#SaveJack – A Interview with Jack’s Dad January 24th, 2014mcfadyena
It’s with a heavy heart, and with anger and frustration, that I update you on the meeting that took place this morning between the Fowler family, The Isaac Foundation, and Shire Pharmaceuticals. The meeting was organized after Shire’s decision to deny Jack Fowler the life saving treatment he immediately requires.
This meeting was supposed to take place at the Fowler home, 45 minutes outside of the city of Chicago. It was set to take place at 1:30 p.m. However, a few days before the meeting, Shire’s CEO Flemming Ornskov abruptly changed the location of the meeting to the Chicago airport, and changed the time to an unseemly 7:30 am. The Fowler family struggled to put child care in place. And when you are dealing with a special-needs child, that is no easy task.

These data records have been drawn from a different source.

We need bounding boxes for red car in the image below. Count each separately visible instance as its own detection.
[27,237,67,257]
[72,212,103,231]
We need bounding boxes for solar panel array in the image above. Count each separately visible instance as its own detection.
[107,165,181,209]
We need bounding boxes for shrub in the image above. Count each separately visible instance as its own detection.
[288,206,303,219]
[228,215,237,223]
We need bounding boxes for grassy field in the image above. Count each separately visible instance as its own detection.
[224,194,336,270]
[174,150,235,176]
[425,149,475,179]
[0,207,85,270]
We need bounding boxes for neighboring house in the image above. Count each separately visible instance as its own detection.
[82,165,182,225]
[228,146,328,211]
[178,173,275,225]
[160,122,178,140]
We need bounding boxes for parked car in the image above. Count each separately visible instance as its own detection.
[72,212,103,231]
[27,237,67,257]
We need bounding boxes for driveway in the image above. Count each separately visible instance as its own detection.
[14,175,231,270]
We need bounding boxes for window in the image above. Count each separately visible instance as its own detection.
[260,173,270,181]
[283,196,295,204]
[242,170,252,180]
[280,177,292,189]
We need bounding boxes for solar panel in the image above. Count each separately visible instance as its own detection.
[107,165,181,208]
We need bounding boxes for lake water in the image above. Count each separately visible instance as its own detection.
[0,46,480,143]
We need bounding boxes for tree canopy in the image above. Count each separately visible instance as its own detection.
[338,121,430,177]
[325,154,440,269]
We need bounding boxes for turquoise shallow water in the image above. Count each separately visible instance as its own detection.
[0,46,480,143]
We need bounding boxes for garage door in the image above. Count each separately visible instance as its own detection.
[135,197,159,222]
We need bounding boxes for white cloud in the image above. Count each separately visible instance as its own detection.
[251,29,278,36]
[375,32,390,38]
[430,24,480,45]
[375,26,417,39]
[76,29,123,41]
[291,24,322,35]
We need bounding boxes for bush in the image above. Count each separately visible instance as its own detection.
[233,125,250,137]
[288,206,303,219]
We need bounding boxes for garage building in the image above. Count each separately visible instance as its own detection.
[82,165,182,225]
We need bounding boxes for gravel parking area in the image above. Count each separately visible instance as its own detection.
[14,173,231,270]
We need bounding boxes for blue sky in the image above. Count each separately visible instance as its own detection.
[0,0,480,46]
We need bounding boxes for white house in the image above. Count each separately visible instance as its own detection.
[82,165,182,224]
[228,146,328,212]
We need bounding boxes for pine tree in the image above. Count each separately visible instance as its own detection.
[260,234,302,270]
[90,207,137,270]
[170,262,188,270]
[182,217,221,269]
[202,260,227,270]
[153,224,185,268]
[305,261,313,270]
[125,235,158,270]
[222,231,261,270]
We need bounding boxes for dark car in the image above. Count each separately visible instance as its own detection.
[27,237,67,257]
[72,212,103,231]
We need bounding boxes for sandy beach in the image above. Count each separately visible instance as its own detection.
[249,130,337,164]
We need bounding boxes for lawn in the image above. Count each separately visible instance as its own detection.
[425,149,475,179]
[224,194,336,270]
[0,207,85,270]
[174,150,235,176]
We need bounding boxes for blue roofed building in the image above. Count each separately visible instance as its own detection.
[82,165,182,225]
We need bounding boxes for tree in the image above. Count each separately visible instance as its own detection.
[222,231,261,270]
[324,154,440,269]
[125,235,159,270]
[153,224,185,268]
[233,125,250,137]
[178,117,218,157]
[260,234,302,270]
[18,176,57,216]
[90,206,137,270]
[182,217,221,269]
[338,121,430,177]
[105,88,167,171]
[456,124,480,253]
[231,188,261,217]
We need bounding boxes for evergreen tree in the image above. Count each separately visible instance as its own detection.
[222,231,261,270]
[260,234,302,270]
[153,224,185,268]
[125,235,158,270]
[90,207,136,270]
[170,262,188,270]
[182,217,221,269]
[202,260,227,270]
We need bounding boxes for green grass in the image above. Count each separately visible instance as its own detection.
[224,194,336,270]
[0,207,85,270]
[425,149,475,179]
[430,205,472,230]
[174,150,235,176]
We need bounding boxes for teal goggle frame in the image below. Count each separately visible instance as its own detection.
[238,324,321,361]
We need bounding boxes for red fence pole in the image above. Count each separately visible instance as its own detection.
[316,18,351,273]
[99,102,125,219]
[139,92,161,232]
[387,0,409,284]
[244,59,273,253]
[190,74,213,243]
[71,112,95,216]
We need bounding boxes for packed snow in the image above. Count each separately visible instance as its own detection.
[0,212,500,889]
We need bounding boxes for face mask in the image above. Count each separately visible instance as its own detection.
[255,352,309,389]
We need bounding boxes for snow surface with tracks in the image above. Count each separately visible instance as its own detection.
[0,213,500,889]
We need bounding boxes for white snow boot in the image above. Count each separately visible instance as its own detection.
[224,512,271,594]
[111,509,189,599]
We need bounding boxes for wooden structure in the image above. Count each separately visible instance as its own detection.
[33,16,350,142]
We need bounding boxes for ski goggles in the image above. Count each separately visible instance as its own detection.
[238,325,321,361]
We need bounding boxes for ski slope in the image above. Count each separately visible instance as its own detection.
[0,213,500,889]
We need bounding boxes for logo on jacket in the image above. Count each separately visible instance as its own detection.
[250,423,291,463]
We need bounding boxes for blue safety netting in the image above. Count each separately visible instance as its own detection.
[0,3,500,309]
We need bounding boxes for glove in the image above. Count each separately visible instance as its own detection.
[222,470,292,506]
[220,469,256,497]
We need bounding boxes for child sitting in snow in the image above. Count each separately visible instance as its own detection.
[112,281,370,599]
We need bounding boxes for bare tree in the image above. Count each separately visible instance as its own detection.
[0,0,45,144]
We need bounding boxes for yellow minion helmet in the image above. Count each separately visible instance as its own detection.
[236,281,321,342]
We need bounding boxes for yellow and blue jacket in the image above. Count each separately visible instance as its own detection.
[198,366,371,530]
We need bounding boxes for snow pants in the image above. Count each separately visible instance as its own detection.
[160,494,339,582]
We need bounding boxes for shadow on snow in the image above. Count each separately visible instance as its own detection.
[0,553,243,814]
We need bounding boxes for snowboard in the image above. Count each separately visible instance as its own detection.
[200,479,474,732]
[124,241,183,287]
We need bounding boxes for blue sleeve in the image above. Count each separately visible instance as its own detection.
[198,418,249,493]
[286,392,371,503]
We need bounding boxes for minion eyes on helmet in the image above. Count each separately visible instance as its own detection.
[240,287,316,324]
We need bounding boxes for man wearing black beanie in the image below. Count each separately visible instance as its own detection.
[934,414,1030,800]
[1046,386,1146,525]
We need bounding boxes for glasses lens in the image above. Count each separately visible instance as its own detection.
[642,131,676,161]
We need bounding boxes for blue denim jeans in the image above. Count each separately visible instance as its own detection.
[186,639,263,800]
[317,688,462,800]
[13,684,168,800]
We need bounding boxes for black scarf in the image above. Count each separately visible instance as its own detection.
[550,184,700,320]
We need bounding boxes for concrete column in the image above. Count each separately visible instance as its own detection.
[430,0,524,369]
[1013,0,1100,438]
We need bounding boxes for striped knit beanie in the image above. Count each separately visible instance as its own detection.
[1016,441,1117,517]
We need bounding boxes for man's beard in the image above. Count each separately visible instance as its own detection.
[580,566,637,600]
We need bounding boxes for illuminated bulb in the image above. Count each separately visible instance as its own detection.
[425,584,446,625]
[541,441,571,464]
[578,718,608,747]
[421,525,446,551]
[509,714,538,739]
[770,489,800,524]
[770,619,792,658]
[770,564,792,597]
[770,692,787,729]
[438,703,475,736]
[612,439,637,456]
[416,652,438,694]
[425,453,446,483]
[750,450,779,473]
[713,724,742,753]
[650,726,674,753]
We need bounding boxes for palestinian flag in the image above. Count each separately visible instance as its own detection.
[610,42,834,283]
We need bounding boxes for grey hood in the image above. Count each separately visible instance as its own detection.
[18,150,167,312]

We made it to the meeting on time, and brought Jack in with us to meet with the Shire team. Present members for Shire were CEO Flemming Ornskov and Head of Research and Development, Phil Vickers.
The Isaac Foundation began the meeting by thanking Shire for taking the time to meet with the Fowler family. We expressed that the purpose of the meeting from our point of view was to discover how we could work collaboratively with Shire Pharmaceuticals so that we can find the best treatment options for Jack Fowler and in a timely fashion. We expressed that if Shire was present to simply reiterate their position from December and deny Jack the treatment he needs, then the meeting would need to come to an abrupt end. I made very clear to Mr. Ornskov one very simple fact – an immoral decision is still immoral, even if it’s delivered while looking us in the eye and said to our face.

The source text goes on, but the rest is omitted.